This whole area was the last part of the North American continent to be mapped, it wasn’t until 1873 that the final blank spot on the maps was filled. The region pictured here was considered impassable— it’s crisscrossed by steep canyons and gullies— until the Civilian Conservation Corps (CCC) of National Parks architecture fame managed to build highway 12 in the 1930s.
Further down the staircase. The pinkish peak in the background shows the top layer, the same strata that Bryce Canyon is made of. The foreground gray layer is softer, easily eroded into rounded hills on which trees grow thickly (in areas with more water). The gray layer is rich in dinosaur fossils. According to the park service sign, Tyrannosaurs, Velociraptors, various horned dinosaurs such as Triceratops— in fact more than 100 species— have been discovered in this layer of sediments.
The Escalante River runs through the area, creating an oasis in the desert where beaver and even river otters are found.

After the spectacular drive along highway 12, would Capitol Reef be able to stand out?

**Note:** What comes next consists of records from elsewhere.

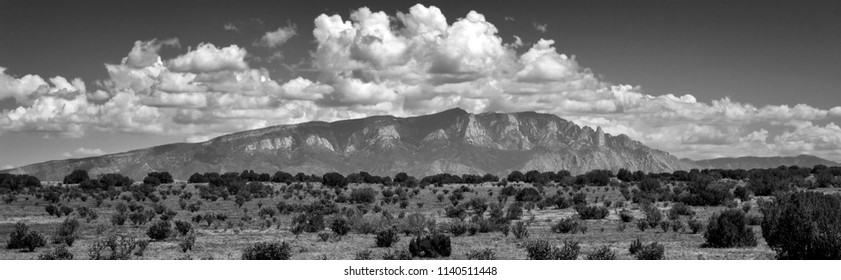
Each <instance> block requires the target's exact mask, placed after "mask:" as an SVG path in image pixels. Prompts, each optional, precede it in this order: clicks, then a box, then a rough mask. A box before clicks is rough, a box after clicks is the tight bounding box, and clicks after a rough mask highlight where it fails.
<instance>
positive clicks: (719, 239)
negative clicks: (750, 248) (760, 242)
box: [704, 209, 756, 248]
mask: <svg viewBox="0 0 841 280" xmlns="http://www.w3.org/2000/svg"><path fill="white" fill-rule="evenodd" d="M704 239H705V240H706V243H705V244H704V245H705V246H707V247H713V248H731V247H754V246H756V236H755V235H754V234H753V229H751V228H750V227H749V226H748V223H747V217H745V212H742V211H741V210H737V209H728V210H724V211H722V212H720V213H716V214H713V215H712V216H711V217H710V219H709V222H708V223H707V230H706V232H704Z"/></svg>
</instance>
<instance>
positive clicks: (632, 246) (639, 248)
mask: <svg viewBox="0 0 841 280" xmlns="http://www.w3.org/2000/svg"><path fill="white" fill-rule="evenodd" d="M640 250H642V241H640V239H639V238H637V240H634V241H633V242H631V246H630V247H628V252H629V253H631V255H636V254H637V252H639V251H640Z"/></svg>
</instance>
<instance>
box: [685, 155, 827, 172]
mask: <svg viewBox="0 0 841 280" xmlns="http://www.w3.org/2000/svg"><path fill="white" fill-rule="evenodd" d="M681 161H683V162H684V163H686V164H692V165H695V166H697V167H698V168H709V169H745V170H749V169H754V168H776V167H778V166H781V165H785V166H792V165H797V166H801V167H813V166H815V165H819V164H823V165H826V166H837V165H839V164H838V163H836V162H834V161H829V160H825V159H822V158H819V157H816V156H811V155H799V156H796V157H738V158H716V159H708V160H694V161H693V160H688V159H681Z"/></svg>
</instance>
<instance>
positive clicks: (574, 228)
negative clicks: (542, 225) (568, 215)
mask: <svg viewBox="0 0 841 280" xmlns="http://www.w3.org/2000/svg"><path fill="white" fill-rule="evenodd" d="M579 225H580V224H579V222H578V219H575V218H573V217H569V218H565V219H562V220H560V221H558V223H556V224H554V225H552V231H553V232H556V233H570V232H572V233H576V232H578V228H579Z"/></svg>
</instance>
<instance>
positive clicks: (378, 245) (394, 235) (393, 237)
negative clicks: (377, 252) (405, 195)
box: [374, 227, 400, 248]
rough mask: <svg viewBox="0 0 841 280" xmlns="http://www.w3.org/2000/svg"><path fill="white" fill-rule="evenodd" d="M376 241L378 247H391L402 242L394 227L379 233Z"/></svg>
mask: <svg viewBox="0 0 841 280" xmlns="http://www.w3.org/2000/svg"><path fill="white" fill-rule="evenodd" d="M374 241H375V242H374V243H375V244H376V245H377V247H380V248H383V247H391V245H392V244H394V243H397V242H398V241H400V236H398V235H397V230H395V229H394V228H393V227H389V228H387V229H384V230H380V231H378V232H377V237H376V238H375V239H374Z"/></svg>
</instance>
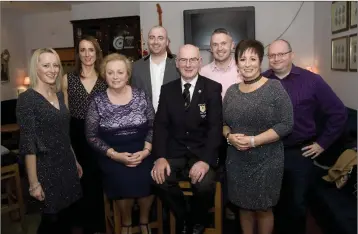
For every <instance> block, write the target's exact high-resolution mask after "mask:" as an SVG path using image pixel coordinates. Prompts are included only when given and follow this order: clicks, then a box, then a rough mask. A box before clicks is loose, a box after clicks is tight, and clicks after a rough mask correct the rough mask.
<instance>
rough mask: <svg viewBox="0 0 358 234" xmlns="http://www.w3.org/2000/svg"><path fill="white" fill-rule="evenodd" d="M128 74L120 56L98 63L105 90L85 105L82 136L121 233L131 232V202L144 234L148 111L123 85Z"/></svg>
mask: <svg viewBox="0 0 358 234" xmlns="http://www.w3.org/2000/svg"><path fill="white" fill-rule="evenodd" d="M131 72H132V69H131V63H130V61H129V60H128V59H127V58H126V57H125V56H123V55H119V54H111V55H108V56H107V57H106V58H105V59H104V61H103V63H102V65H101V75H102V77H104V78H105V79H106V81H107V84H108V89H107V90H106V91H105V92H102V93H99V94H97V95H95V96H94V97H93V99H92V100H91V102H90V105H89V110H88V113H87V116H86V136H87V139H88V142H89V144H90V145H91V146H92V147H93V148H95V149H96V150H97V152H98V153H97V155H98V160H99V166H100V169H101V172H102V179H103V187H104V191H105V193H106V195H107V196H108V198H110V199H114V200H117V204H118V206H119V210H120V213H121V217H122V220H121V221H122V231H121V233H122V234H131V233H132V232H131V226H132V218H131V216H132V207H133V204H134V201H135V200H137V202H138V204H139V207H140V220H139V221H140V228H141V232H142V233H143V234H149V233H150V229H149V226H148V222H149V220H148V219H149V211H150V208H151V205H152V202H153V195H151V194H152V193H151V183H152V180H151V177H150V170H151V168H152V165H153V162H154V160H153V158H152V156H151V154H150V153H151V148H152V144H151V142H152V135H153V130H152V126H153V121H154V108H153V105H152V103H151V101H150V98H149V97H148V96H147V95H146V94H145V92H144V91H143V90H141V89H137V88H132V87H131V86H129V85H128V80H129V78H130V76H131Z"/></svg>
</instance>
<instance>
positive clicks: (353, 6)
mask: <svg viewBox="0 0 358 234" xmlns="http://www.w3.org/2000/svg"><path fill="white" fill-rule="evenodd" d="M349 11H350V14H349V27H350V28H355V27H357V2H356V1H351V2H349Z"/></svg>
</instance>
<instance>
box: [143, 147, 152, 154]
mask: <svg viewBox="0 0 358 234" xmlns="http://www.w3.org/2000/svg"><path fill="white" fill-rule="evenodd" d="M144 150H148V152H149V154H150V153H151V152H152V151H151V150H150V149H149V148H146V147H145V148H144V149H143V151H144Z"/></svg>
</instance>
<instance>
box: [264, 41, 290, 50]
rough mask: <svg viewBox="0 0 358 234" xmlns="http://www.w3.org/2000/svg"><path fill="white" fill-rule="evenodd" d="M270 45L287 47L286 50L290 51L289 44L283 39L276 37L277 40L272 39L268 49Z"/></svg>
mask: <svg viewBox="0 0 358 234" xmlns="http://www.w3.org/2000/svg"><path fill="white" fill-rule="evenodd" d="M272 46H273V47H277V46H279V47H282V48H285V49H287V51H292V47H291V44H290V43H289V42H288V41H286V40H284V39H278V40H275V41H273V42H272V43H271V44H270V46H269V51H270V48H271V47H272Z"/></svg>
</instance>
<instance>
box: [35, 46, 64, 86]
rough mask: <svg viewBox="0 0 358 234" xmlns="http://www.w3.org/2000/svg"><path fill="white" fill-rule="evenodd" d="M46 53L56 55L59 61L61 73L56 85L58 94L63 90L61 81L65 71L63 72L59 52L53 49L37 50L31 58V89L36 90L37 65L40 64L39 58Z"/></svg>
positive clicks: (59, 65)
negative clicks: (58, 53) (48, 53)
mask: <svg viewBox="0 0 358 234" xmlns="http://www.w3.org/2000/svg"><path fill="white" fill-rule="evenodd" d="M44 53H51V54H54V55H55V56H56V58H57V61H58V65H59V67H60V71H59V73H58V75H57V77H56V82H55V85H54V88H55V91H56V92H58V91H60V90H61V79H62V76H63V70H62V65H61V60H60V56H58V54H57V52H56V51H55V50H54V49H52V48H42V49H37V50H36V51H35V52H34V53H33V54H32V57H31V60H30V65H29V77H30V87H31V88H34V87H35V86H36V85H37V82H38V76H37V65H38V63H39V58H40V55H41V54H44Z"/></svg>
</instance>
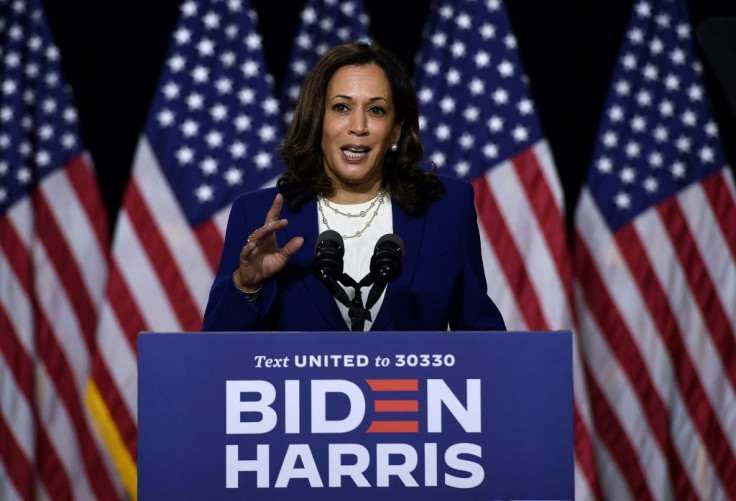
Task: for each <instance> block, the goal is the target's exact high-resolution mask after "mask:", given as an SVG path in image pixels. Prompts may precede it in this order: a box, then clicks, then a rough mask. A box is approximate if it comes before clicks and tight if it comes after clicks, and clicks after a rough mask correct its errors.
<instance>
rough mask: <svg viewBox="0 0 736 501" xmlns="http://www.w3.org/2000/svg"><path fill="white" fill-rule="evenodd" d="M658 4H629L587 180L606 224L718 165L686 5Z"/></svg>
mask: <svg viewBox="0 0 736 501" xmlns="http://www.w3.org/2000/svg"><path fill="white" fill-rule="evenodd" d="M658 3H661V4H662V6H661V8H660V6H659V5H658V6H657V7H656V8H655V7H653V4H652V3H650V2H639V3H637V4H636V5H635V7H634V10H635V13H636V15H635V16H633V18H632V19H633V21H632V23H631V24H630V26H629V29H628V31H627V33H626V35H625V38H624V43H623V46H622V48H621V56H620V58H619V61H618V63H617V66H616V70H615V74H614V78H613V83H612V91H611V92H610V94H609V96H608V99H607V101H606V106H605V112H604V118H603V120H602V122H601V125H600V130H599V142H598V144H597V145H596V148H595V155H594V159H593V168H592V169H591V172H590V175H589V179H588V188H589V189H590V190H591V192H592V194H593V196H594V197H595V199H596V201H597V202H598V205H599V206H600V208H601V210H602V211H603V212H604V214H605V217H606V219H607V221H608V224H609V225H610V226H611V229H612V230H616V229H617V228H619V227H620V226H622V225H623V224H626V223H627V222H628V221H630V220H631V219H632V218H633V217H635V216H636V215H638V214H640V213H641V212H643V211H645V210H646V209H648V208H649V207H651V206H653V205H655V204H657V203H658V202H660V201H662V200H664V199H666V198H668V197H670V196H672V195H673V194H674V193H676V192H677V191H678V190H680V189H682V188H683V187H685V186H687V185H689V184H691V183H693V182H695V181H697V180H699V179H702V178H704V177H706V176H708V175H709V174H712V173H713V172H715V171H716V170H718V169H720V168H721V167H723V165H724V164H725V159H724V155H723V151H722V148H721V145H720V140H719V137H718V130H717V127H716V124H715V122H714V121H713V119H712V117H711V112H710V109H709V107H708V103H707V98H706V96H705V91H704V89H703V85H702V83H701V76H700V73H701V71H702V70H701V67H700V63H699V62H697V61H696V59H695V57H694V54H693V50H694V47H693V44H692V40H691V28H690V24H689V23H688V22H687V13H686V12H684V9H685V7H684V6H683V5H681V2H676V1H665V2H658ZM655 9H656V12H655Z"/></svg>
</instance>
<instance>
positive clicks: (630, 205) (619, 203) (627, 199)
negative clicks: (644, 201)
mask: <svg viewBox="0 0 736 501" xmlns="http://www.w3.org/2000/svg"><path fill="white" fill-rule="evenodd" d="M613 202H614V203H615V204H616V207H618V208H619V209H622V210H624V209H628V208H629V207H630V206H631V197H630V196H629V195H628V194H627V193H625V192H623V191H620V192H618V193H617V194H616V196H615V197H614V199H613Z"/></svg>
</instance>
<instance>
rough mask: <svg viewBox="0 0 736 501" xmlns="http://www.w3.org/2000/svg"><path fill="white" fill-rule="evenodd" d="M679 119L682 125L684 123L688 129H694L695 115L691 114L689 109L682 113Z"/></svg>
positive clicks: (697, 121) (697, 119)
mask: <svg viewBox="0 0 736 501" xmlns="http://www.w3.org/2000/svg"><path fill="white" fill-rule="evenodd" d="M680 119H681V120H682V123H684V124H685V125H687V126H688V127H694V126H695V125H696V124H697V123H698V117H697V115H696V114H695V113H694V112H693V110H689V109H688V110H685V111H684V112H683V114H682V116H681V117H680Z"/></svg>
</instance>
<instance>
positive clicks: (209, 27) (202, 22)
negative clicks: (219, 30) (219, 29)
mask: <svg viewBox="0 0 736 501" xmlns="http://www.w3.org/2000/svg"><path fill="white" fill-rule="evenodd" d="M202 23H203V24H204V26H205V28H207V29H209V30H216V29H217V28H219V27H220V16H218V15H217V14H215V13H214V12H208V13H207V14H205V16H204V17H203V18H202Z"/></svg>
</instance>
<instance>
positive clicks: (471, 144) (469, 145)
mask: <svg viewBox="0 0 736 501" xmlns="http://www.w3.org/2000/svg"><path fill="white" fill-rule="evenodd" d="M457 142H458V143H459V144H460V147H461V148H462V149H464V150H469V149H470V148H472V147H473V145H474V144H475V138H474V137H473V136H471V135H470V134H468V133H467V132H466V133H464V134H463V135H462V136H460V139H458V141H457Z"/></svg>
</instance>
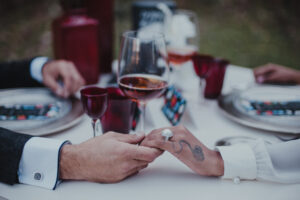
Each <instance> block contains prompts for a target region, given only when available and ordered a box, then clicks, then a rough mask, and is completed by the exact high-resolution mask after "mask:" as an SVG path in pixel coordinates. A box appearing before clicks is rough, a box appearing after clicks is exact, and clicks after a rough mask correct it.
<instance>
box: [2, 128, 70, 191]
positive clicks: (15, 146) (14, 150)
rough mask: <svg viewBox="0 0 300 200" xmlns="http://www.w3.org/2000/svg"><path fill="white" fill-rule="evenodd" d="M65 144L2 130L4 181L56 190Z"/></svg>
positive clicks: (58, 140)
mask: <svg viewBox="0 0 300 200" xmlns="http://www.w3.org/2000/svg"><path fill="white" fill-rule="evenodd" d="M65 143H66V141H59V140H53V139H48V138H40V137H32V136H30V135H25V134H20V133H16V132H13V131H10V130H7V129H4V128H0V181H1V182H4V183H8V184H11V185H12V184H14V183H17V182H18V181H19V182H20V183H24V184H29V185H35V186H40V187H44V188H48V189H55V186H56V184H57V182H58V177H59V174H58V173H59V157H60V149H61V147H62V146H63V145H64V144H65Z"/></svg>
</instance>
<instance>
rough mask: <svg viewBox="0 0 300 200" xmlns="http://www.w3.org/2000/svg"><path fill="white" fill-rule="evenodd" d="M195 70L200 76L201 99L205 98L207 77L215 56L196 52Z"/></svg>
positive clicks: (193, 64) (200, 97) (200, 92)
mask: <svg viewBox="0 0 300 200" xmlns="http://www.w3.org/2000/svg"><path fill="white" fill-rule="evenodd" d="M192 61H193V65H194V70H195V72H196V74H197V76H198V77H199V78H200V100H201V101H202V100H204V90H205V86H206V77H207V76H208V75H209V72H210V68H211V65H212V63H213V61H214V58H213V57H212V56H209V55H201V54H198V53H197V54H194V55H193V56H192Z"/></svg>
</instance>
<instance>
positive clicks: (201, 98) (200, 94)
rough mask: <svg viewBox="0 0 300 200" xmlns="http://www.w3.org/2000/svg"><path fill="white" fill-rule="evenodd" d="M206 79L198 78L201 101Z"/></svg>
mask: <svg viewBox="0 0 300 200" xmlns="http://www.w3.org/2000/svg"><path fill="white" fill-rule="evenodd" d="M205 85H206V80H205V78H200V95H199V96H200V102H203V101H204V100H205V99H204V91H205Z"/></svg>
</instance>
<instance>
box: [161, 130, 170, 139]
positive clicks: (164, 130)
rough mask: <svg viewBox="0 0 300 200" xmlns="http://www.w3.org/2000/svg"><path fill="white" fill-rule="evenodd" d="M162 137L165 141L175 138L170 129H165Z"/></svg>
mask: <svg viewBox="0 0 300 200" xmlns="http://www.w3.org/2000/svg"><path fill="white" fill-rule="evenodd" d="M161 135H162V136H163V137H164V138H165V141H168V140H169V138H171V137H173V132H172V131H171V130H170V129H164V130H163V131H162V132H161Z"/></svg>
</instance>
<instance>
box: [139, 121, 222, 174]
mask: <svg viewBox="0 0 300 200" xmlns="http://www.w3.org/2000/svg"><path fill="white" fill-rule="evenodd" d="M168 129H170V130H171V131H172V132H173V135H174V136H173V137H172V138H170V139H169V141H165V138H164V137H163V136H162V135H161V132H162V131H163V130H164V128H162V129H157V130H153V131H152V132H151V133H150V134H149V135H147V137H146V138H145V139H144V140H143V142H142V143H141V145H142V146H147V147H153V148H158V149H161V150H166V151H168V152H170V153H171V154H173V155H174V156H175V157H177V158H178V159H179V160H181V161H182V162H183V163H185V164H186V165H187V166H188V167H189V168H191V169H192V170H193V171H194V172H196V173H197V174H200V175H204V176H222V175H223V174H224V163H223V160H222V157H221V155H220V154H219V152H216V151H212V150H210V149H208V148H207V147H206V146H204V145H203V144H202V143H201V142H200V141H199V140H198V139H197V138H196V137H195V136H194V135H193V134H192V133H191V132H189V131H188V130H187V129H186V128H185V127H183V126H176V127H170V128H168Z"/></svg>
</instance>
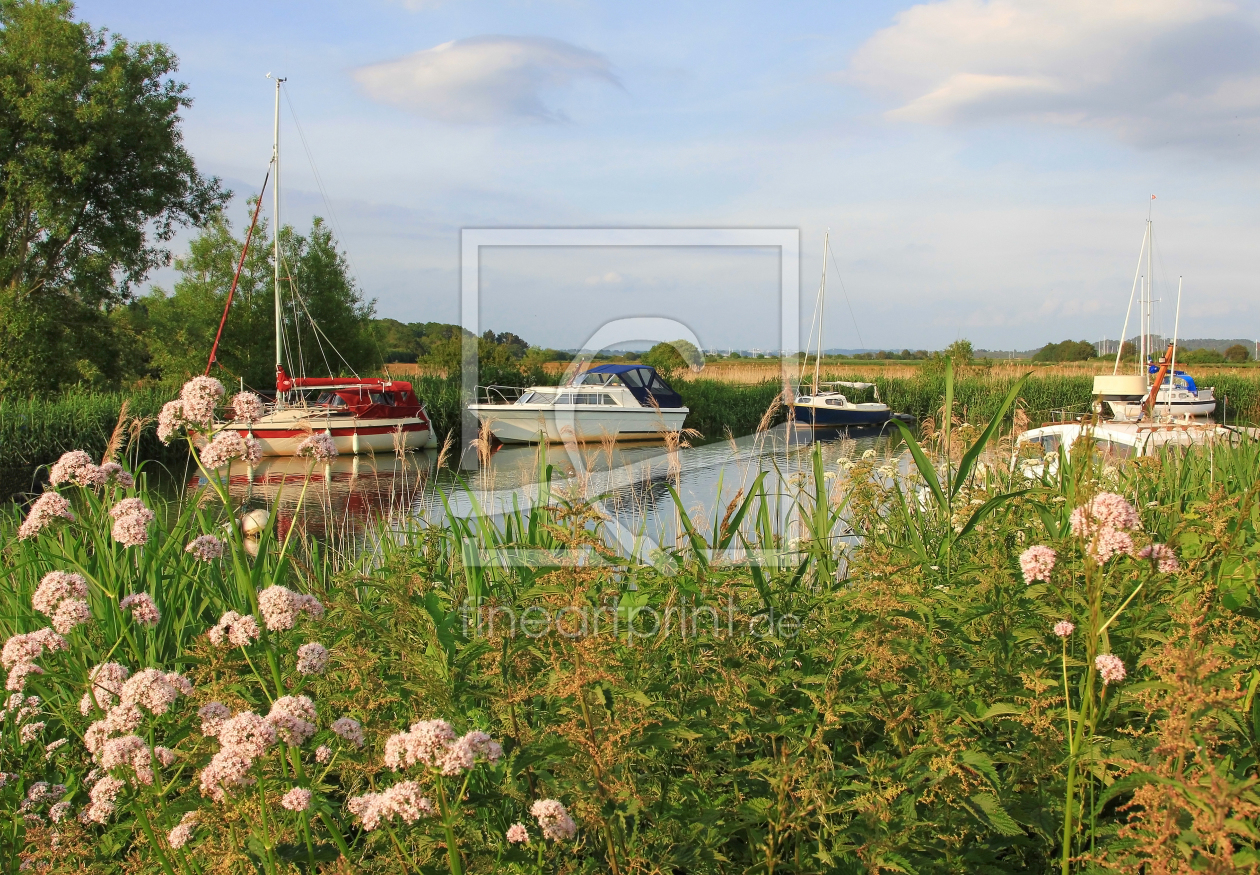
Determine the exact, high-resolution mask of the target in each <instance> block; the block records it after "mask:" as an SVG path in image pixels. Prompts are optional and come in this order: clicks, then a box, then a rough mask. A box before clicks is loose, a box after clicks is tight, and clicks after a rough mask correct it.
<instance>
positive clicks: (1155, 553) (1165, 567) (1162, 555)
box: [1138, 543, 1181, 574]
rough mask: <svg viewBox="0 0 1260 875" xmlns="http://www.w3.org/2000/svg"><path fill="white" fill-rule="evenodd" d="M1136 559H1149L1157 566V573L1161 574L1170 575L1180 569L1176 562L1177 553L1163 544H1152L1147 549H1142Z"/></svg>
mask: <svg viewBox="0 0 1260 875" xmlns="http://www.w3.org/2000/svg"><path fill="white" fill-rule="evenodd" d="M1138 559H1149V560H1150V561H1152V562H1158V564H1159V571H1160V572H1163V574H1172V572H1173V571H1176V570H1177V569H1179V567H1181V562H1178V561H1177V553H1174V552H1173V548H1172V547H1169V546H1167V545H1163V543H1152V545H1150V546H1149V547H1143V548H1142V550H1139V551H1138Z"/></svg>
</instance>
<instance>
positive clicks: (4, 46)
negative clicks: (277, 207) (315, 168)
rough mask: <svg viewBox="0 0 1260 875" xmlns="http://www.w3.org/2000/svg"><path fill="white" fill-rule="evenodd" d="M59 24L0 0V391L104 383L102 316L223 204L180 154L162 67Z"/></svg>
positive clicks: (173, 92)
mask: <svg viewBox="0 0 1260 875" xmlns="http://www.w3.org/2000/svg"><path fill="white" fill-rule="evenodd" d="M72 13H73V6H72V4H69V3H67V1H64V0H0V392H33V391H49V390H54V388H58V387H62V386H66V385H68V383H74V382H105V383H108V382H111V381H115V380H116V377H117V359H118V347H117V343H116V339H115V338H113V337H112V328H113V325H112V323H111V320H110V318H108V311H110V309H111V308H113V306H117V305H118V304H121V303H123V301H126V300H127V299H129V296H130V293H131V289H132V287H134V286H135V284H137V282H140V281H141V280H144V277H145V276H146V275H147V274H149V271H150V270H152V269H154V267H155V266H159V265H164V264H168V261H169V257H170V253H169V252H168V251H166V250H165V248H164V245H165V243H166V242H168V241H169V240H170V238H171V236H173V233H174V232H175V229H176V227H179V226H184V224H200V223H202V222H204V221H205V219H207V218H208V217H209V216H210V214H212V213H213V212H214V209H215V208H218V207H219V206H221V204H222V203H223V202H224V200H226V199H227V197H228V195H229V193H227V192H224V190H222V188H221V187H219V180H218V179H215V178H209V179H207V178H204V177H202V175H200V173H199V171H198V170H197V168H195V165H194V163H193V159H192V156H190V155H189V154H188V151H185V149H184V146H183V142H181V134H180V130H179V124H180V116H179V112H180V110H183V108H186V107H188V106H190V103H192V101H190V100H189V98H188V97H186V95H185V86H184V84H181V83H179V82H175V81H174V79H171V78H169V77H170V76H171V74H173V73H174V72H175V69H176V67H178V62H176V58H175V55H174V54H171V53H170V50H169V49H168V48H166V47H164V45H161V44H159V43H140V44H136V45H132V44H130V43H127V40H125V39H122V38H120V37H112V38H110V39H106V32H105V30H95V29H93V28H92V26H91V25H88V24H84V23H81V21H74V20H72Z"/></svg>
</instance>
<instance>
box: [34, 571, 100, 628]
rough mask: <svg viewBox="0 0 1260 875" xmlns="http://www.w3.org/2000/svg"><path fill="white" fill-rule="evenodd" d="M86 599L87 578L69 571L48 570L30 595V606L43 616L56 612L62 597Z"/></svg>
mask: <svg viewBox="0 0 1260 875" xmlns="http://www.w3.org/2000/svg"><path fill="white" fill-rule="evenodd" d="M69 598H74V599H86V598H87V580H84V577H83V575H81V574H73V572H71V571H49V572H48V574H45V575H44V576H43V579H42V580H40V581H39V586H38V588H37V589H35V594H34V595H33V596H30V606H31V608H34V609H35V610H38V611H39V613H40V614H43V615H44V617H52V615H53V614H55V613H57V605H58V604H60V601H62V599H69Z"/></svg>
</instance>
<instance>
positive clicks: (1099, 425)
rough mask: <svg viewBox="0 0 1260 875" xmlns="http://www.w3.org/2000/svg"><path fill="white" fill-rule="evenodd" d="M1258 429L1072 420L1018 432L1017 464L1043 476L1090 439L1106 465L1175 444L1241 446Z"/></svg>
mask: <svg viewBox="0 0 1260 875" xmlns="http://www.w3.org/2000/svg"><path fill="white" fill-rule="evenodd" d="M1257 436H1260V430H1257V429H1242V427H1236V426H1226V425H1217V424H1216V422H1202V421H1200V422H1194V421H1181V422H1135V421H1128V422H1121V421H1115V420H1097V421H1095V420H1091V419H1081V420H1076V421H1072V422H1052V424H1048V425H1043V426H1041V427H1039V429H1029V430H1028V431H1024V432H1022V434H1021V435H1019V439H1018V441H1017V444H1016V456H1014V459H1013V460H1012V465H1013V466H1014V465H1018V468H1019V470H1022V472H1023V474H1024V475H1026V477H1029V478H1039V477H1041V475H1042V473H1043V472H1046V470H1051V472H1053V470H1055V469H1057V466H1058V451H1060V449H1062V450H1063V453H1070V451H1071V449H1072V445H1074V444H1075V443H1076V441H1079V440H1081V439H1084V437H1089V439H1092V441H1094V451H1095V453H1097V454H1099V455H1100V456H1101V459H1102V460H1104V461H1106V463H1110V461H1118V460H1121V459H1131V458H1135V456H1147V455H1157V454H1159V453H1160V451H1163V450H1165V449H1169V448H1176V446H1207V445H1210V444H1217V443H1223V444H1228V445H1232V444H1236V443H1239V441H1240V440H1255V439H1256V437H1257Z"/></svg>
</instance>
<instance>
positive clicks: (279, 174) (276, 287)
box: [267, 73, 285, 372]
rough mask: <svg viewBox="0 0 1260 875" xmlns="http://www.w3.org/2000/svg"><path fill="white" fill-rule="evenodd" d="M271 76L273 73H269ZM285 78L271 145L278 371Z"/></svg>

Well, does a National Park ever disappoint?

You might think Capitol Reef is so named because it’s a fossilized reef from the time of the inland sea. But it isn’t. The park encompasses a geological formation called the Waterpocket Fold, a line of cliffs and canyons running north-south which once created a major barrier to east-west travel in southern Utah. Early prospectors called such obstacles reefs, after the hazard coral reefs pose to ships at sea. This one became Capitol Reef because some of the rock formations reminded them of the dome of the US capitol building.

I arrived in plenty of time to take a look around, and I took tons of pictures. But thunderstorms were threatening and so the lighting wasn’t so good. I hope to get better pictures in sunlight tomorrow so I won’t go over all those I took today. Here’s just a few, as a preview.

About those thunderstorms… this morning before leaving Bryce Canyon, a fellow at the General Store mentioned the region was heading into its “Monsoon season.” Monsoon might be a bit of an exaggeration for a season of short afternoon thunderstorms, but then again any rainy season is significant for a region that gets none most of the year, and I later saw the same term used in one of the park service signs about the local ecosystems. So it appears the reason I’ve had no luck finding a clear night to take a star picture is that I’m here at the wrong season. But I’ll keep checking, and hopefully I’ll get lucky before the trip is over.

Tomorrow I’ll give Capitol Reef a more thorough going-over, and I plan to pick out a hike or two.